Bello, who was with the Permanent Secretary, Environmental Services, Mrs. Belinda Odeneye, and LAWMA MD, Mr. Ibrahim Odumboni, said West African ENRG came to Lagos in 2014 and had its waste conversion plant unveiled by Governor Fashola in 2015, saying the company now plans to set up a waste-to-energy plant.
“There were some intervals of difficulties, that we have now successfully overcome. Now, we have been able to restore all that they started with. They have also improved a lot of things. You must have observed during the inspection today a lot of conversion processes from waste to plastics, rubber, cans and bottles”, Bello stated.
The Commissioner said from the brief and visual clips on the proposed waste-to-energy project presented by West African ENRG, it is clear that if the organisation gets more enablement, it would make further progress in waste conversion.
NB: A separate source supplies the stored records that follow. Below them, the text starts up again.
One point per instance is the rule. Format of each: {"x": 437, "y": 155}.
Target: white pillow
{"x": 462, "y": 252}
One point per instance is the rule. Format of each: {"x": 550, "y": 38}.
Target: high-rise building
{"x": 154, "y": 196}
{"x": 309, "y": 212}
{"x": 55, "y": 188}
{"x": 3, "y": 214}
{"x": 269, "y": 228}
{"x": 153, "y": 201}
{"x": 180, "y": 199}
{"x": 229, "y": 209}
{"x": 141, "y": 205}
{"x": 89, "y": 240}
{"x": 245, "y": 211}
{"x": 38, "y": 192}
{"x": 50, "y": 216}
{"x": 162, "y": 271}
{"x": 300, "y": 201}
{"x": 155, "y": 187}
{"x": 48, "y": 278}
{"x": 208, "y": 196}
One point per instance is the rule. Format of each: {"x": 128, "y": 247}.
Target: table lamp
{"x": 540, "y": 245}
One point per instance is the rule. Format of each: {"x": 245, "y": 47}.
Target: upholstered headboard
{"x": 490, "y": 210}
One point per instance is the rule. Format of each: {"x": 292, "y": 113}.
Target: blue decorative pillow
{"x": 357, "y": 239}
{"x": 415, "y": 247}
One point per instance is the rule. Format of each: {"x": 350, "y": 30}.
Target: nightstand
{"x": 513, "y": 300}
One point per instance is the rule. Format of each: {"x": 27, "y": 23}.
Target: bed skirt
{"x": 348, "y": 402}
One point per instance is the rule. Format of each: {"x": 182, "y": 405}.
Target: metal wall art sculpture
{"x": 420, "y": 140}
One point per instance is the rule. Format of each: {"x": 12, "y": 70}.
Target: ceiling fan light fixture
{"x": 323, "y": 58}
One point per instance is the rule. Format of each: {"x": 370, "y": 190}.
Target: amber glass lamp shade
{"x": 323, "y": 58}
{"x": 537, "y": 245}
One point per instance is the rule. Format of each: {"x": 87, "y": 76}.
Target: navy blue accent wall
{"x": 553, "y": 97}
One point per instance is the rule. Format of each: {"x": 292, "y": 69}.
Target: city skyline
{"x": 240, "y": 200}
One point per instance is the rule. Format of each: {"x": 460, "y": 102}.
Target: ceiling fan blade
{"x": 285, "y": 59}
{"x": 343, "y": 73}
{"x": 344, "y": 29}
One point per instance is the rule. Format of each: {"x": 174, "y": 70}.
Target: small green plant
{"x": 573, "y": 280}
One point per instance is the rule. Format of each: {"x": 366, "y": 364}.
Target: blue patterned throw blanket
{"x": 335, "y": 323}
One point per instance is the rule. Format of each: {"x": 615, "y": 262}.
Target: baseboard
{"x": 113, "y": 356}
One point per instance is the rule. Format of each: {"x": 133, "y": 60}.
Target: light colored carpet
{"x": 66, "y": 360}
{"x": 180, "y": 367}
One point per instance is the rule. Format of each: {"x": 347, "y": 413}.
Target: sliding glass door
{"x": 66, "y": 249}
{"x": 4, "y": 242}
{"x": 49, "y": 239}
“Lagos has always been a Mecca of investments. What we just need to do is to make sure that infrastructural developments are accelerated and substantial progress is being made in that regard. We have the roads, water and other infrastructural facilities ready”, he emphasised.
While taking the guests round, the CEO of West African ENRG, Mr. Paul O’Callaghan, said his organisation plans to invest about $125 to $150 million dollars to build a 25 megawatts waste-to-energy facility that would process 2.5 tonnes of waste daily.
“At the moment, it takes three to four hours in the dry season to tip waste at the open landfill site to the wet season that takes as much as 24 hours depending on the weather. We are committing to under 30 mins and aiming for 15 minutes turnaround time”, O’Callaghan explained.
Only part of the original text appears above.